After the Reign of Terror in France (1793–1794), Constant became an advocate of bicameralism and of an assembly like the Parliament of Great Britain. In revolutionary France this strand of political thought resulted in the Constitution of the Year III, the Council of Five Hundred and the Council of Ancients. In 1799, after 18 Brumaire, Constant was reluctantly appointed, on the insistence of Abbe Sieyes, by Napoleon Bonaparte to the Tribunat, despite grave reservations on the latter's part. Eventually, in 1802, the first consul confirmed in his doubts, forced Constant to withdraw because of the tenor of his speeches and his close connection with Mme de Staël. Constant became acquainted with Julie Talma, the salonnière wife of actor François-Joseph Talma, who wrote many letters to him of compelling human interest.

In 1800, the Plot of the rue Saint-Nicaise, an attempt to assassinate Napoleon, failed. Nevertheless, in 1803, at a time when Britain and France were at peace, Jean Gabriel Peltier, while living in England, argued that Napoleon should be assassinated. The lawyer James Mackintosh defended the French refugee Peltier against a libel suit instigated by Napoleon – then First Consul of France. Mackintosh's speech was widely published in English and also across Europe in a French translation by Madame de Staël. She was forced to leave Paris as a result.

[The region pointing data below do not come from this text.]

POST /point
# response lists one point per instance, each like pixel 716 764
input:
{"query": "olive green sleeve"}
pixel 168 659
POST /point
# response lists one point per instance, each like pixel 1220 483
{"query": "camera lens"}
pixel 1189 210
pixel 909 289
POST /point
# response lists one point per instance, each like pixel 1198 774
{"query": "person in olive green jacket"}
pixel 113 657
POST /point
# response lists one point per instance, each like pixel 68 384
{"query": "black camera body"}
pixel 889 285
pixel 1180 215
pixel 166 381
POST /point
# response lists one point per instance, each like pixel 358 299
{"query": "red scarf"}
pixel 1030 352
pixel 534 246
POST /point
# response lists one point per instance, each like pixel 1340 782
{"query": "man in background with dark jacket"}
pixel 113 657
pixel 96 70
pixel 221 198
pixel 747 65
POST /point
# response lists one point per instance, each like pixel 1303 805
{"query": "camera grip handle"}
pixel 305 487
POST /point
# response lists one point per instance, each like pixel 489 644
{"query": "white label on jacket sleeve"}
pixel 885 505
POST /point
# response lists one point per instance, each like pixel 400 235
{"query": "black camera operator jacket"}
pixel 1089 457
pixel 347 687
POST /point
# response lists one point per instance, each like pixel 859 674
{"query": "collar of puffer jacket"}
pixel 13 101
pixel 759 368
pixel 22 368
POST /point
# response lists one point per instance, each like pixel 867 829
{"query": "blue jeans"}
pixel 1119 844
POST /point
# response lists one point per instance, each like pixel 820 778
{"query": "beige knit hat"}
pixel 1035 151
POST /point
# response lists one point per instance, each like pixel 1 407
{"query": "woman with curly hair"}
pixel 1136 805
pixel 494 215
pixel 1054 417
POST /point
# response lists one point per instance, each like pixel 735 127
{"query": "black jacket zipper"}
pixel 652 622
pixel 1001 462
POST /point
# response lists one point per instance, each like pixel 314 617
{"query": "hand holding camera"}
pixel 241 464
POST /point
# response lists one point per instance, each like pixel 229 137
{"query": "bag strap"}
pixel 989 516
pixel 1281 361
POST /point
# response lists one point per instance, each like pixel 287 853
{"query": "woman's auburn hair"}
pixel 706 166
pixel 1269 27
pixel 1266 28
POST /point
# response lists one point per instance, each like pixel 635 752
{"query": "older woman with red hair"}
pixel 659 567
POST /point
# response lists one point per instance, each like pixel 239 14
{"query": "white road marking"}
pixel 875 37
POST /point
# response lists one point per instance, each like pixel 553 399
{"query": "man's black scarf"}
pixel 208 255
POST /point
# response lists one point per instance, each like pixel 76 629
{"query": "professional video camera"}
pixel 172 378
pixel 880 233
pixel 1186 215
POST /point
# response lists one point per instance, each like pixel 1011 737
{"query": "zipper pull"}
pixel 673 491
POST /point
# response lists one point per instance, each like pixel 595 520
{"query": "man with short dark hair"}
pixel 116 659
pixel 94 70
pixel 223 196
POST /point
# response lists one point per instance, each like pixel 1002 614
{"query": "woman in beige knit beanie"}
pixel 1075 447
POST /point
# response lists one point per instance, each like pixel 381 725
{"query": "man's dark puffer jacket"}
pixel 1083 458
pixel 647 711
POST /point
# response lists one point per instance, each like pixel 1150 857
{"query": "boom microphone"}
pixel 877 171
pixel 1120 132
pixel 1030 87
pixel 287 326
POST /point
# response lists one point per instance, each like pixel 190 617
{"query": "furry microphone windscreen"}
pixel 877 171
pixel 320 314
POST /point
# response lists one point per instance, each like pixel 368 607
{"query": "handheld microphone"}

De Staël, disappointed by French rationalism, became interested in German romanticism. She and Constant set out for Prussia and Saxony and travelled with her two children to Weimar. Duchess Anna Amalia of Brunswick-Wolfenbüttel welcomed them the day after their arrival. In Weimar they met Friedrich von Schiller. Due to illness Johann Wolfgang Goethe at first hesitated. In Berlin, they met August Wilhelm Schlegel, and his brother, Friedrich Schlegel. Constant left de Staël in Leipzig and in 1806 lived in Rouen and Meulan, where he started work on his novel Adolphe. In 1808, he secretly married Caroline von Hardenberg, a woman who had been divorced twice, (she was related to Novalis and to Karl August von Hardenberg). He moved back to Paris in 1814, where the French Restoration took place and Louis XVIII had become king. As a member of the Council of State, Constant proposed a constitutional monarchy. He became friends with Madame Récamier while he fell out with Germaine de Staël, who had asked him to pay back his gambling debts when their daughter, Albertine, married Victor de Broglie. During the Hundred Days of Napoleon, who had become more liberal, Constant fled to the Vendée, but returned when he was invited several times to the Tuileries to set up changes for the Charter of 1815.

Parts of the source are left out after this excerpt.